The aneurysmal section of the aorta then was harvested for RNA extraction and histologic analysis. Expression levels of two key matrix metalloproteases (MMP-9 and MMP-12) were assessed, according to the researchers.

There was no significant difference on initial aortic dilatation (at 2 weeks) between the smoke-exposed and control mice. However, the control mice appeared to stabilize, compared with the inhaled cigarette exposed mice, whose aortic diameter continued to increase beyond 2 weeks.

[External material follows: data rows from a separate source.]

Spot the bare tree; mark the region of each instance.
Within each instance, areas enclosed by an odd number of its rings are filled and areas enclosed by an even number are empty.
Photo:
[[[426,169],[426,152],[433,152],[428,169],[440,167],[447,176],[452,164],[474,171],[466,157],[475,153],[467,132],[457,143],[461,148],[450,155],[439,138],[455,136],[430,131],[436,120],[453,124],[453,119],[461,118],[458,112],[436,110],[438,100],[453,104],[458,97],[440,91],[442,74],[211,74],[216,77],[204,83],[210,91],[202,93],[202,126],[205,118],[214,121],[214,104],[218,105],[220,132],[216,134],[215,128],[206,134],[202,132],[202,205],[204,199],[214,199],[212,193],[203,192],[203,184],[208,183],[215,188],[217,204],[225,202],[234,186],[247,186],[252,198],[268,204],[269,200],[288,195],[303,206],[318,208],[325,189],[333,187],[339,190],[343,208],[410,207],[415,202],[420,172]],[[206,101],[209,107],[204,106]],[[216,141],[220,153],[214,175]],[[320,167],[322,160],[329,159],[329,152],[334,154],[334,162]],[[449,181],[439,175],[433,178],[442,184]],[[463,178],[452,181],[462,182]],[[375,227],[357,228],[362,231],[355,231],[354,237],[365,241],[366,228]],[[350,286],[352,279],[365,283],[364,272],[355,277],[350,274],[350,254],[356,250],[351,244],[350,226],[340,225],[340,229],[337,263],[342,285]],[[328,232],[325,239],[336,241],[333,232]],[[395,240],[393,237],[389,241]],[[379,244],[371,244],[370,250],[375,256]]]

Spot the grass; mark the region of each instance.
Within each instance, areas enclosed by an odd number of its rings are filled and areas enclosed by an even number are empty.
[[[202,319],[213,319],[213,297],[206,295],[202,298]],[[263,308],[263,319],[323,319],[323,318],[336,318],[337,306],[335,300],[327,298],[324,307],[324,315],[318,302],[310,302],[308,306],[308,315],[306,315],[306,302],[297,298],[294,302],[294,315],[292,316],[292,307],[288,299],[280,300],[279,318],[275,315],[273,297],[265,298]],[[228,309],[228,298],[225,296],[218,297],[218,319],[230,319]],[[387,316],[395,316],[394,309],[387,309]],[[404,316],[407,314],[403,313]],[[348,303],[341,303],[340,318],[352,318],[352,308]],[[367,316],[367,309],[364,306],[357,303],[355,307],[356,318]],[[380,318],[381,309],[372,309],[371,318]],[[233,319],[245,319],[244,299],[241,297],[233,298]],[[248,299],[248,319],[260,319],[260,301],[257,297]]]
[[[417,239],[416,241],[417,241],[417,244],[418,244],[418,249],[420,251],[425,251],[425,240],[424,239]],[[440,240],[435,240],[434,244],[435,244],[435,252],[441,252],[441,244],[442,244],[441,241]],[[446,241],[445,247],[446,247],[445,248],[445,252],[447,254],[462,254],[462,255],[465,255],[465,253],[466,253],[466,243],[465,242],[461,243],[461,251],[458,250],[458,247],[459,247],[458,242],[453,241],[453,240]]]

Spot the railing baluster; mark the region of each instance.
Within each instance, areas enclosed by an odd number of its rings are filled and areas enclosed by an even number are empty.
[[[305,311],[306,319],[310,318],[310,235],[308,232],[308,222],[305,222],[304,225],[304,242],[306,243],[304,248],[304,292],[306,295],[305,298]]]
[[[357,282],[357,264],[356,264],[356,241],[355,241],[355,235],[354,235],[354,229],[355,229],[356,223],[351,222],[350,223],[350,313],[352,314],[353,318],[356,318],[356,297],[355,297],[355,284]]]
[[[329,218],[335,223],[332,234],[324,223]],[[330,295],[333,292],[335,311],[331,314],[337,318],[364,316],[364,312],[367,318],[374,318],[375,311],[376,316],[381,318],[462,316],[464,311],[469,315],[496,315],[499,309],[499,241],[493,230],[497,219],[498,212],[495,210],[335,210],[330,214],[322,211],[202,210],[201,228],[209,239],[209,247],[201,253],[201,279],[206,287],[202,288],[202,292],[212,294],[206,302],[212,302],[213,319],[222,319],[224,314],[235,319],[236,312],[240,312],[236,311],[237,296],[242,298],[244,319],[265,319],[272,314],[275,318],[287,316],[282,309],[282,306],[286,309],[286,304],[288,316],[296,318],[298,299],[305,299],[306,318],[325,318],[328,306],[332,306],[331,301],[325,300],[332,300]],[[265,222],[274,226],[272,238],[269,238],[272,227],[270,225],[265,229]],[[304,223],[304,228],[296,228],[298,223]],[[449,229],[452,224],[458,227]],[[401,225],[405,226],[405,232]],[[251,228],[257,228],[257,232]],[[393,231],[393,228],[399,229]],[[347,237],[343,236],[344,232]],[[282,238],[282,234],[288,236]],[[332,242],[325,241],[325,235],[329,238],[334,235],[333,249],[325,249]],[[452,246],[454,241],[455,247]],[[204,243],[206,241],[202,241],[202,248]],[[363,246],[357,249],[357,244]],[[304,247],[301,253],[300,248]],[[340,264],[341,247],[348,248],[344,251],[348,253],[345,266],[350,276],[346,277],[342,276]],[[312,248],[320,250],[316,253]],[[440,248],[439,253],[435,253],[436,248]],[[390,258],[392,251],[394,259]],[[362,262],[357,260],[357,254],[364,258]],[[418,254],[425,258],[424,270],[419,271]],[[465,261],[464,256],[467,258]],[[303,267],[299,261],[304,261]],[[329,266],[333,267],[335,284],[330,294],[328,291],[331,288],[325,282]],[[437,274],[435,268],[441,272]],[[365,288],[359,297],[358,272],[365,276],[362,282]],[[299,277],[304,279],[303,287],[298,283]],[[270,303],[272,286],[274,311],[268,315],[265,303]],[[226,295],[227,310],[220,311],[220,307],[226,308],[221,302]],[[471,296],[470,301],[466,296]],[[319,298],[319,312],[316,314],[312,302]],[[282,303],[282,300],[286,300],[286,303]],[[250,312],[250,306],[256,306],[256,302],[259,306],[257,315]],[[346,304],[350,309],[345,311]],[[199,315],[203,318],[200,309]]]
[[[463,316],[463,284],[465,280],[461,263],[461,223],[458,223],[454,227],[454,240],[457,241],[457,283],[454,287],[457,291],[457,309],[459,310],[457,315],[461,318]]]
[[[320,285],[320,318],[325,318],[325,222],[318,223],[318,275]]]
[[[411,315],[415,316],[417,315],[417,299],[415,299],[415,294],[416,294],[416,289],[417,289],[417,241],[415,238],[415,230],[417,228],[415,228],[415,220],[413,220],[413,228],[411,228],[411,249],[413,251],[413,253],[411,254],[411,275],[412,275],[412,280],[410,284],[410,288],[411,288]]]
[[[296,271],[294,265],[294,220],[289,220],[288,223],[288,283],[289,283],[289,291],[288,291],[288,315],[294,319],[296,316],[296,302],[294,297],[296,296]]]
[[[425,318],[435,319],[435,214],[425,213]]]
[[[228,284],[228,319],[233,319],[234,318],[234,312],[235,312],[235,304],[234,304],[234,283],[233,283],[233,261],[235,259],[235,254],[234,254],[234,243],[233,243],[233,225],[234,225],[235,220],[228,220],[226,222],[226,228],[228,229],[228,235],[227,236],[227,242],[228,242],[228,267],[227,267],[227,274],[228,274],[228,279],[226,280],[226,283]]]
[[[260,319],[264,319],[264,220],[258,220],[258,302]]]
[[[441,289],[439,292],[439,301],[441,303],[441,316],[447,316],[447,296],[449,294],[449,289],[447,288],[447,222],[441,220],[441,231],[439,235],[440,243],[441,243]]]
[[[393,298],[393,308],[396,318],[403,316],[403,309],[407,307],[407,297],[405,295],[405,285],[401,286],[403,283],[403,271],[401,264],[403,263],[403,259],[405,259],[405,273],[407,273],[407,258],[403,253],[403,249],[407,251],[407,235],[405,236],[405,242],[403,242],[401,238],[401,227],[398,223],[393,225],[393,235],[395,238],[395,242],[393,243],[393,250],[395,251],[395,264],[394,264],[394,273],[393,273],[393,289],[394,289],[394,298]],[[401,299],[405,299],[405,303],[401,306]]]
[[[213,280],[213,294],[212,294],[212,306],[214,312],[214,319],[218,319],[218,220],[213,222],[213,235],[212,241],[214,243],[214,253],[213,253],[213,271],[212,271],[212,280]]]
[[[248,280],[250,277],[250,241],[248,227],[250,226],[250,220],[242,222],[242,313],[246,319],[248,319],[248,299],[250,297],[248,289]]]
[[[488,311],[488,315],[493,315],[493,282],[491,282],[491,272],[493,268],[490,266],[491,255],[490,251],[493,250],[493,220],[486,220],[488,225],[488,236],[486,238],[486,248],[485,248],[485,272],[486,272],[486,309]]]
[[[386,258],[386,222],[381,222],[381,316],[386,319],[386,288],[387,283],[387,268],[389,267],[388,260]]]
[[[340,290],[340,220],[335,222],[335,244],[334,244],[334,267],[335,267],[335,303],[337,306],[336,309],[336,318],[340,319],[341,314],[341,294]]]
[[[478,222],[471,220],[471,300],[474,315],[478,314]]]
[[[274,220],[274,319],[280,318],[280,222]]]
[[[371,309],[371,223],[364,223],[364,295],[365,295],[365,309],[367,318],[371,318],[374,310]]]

By 8 weeks post perfusion, aortic diameters were significantly different between the two groups: an average percentage change from preperfusion of nearly 170% in the smoke-exposed animals, compared with about 110% change in the controls.

Contrary to expectations, however, MMP-9 and MMP-12 expression levels from the aortic wall or circulating leukocytes were not found to be significantly different between cigarette-exposed and control mice.

"Somewhat surprisingly, the effect of smoking on aneurysms may be secondary to an impairment of the mechanisms of matrix repair rather than enhanced matrix injury," Dr. Curci said in an interview.

"This illustrates how this model now allows us to investigate the mechanisms of tobacco smoking on vascular pathology, which we hope will continue to offer new insights into the development of aneurysm disease," added Dr. Curci.

Matrix destruction in AAA has been determined to be caused by many of the same factors that play a role in smoking-induced emphysema, according to the researchers.

These factors include the metalloproteases MMP-9, MMP-12, as well as neutrophil elastase, reactive oxygen species, systemic proinflammatory mediators (such as interleukin and tumor necrosis factor), and smooth muscle cell apoptosis, according to the researchers.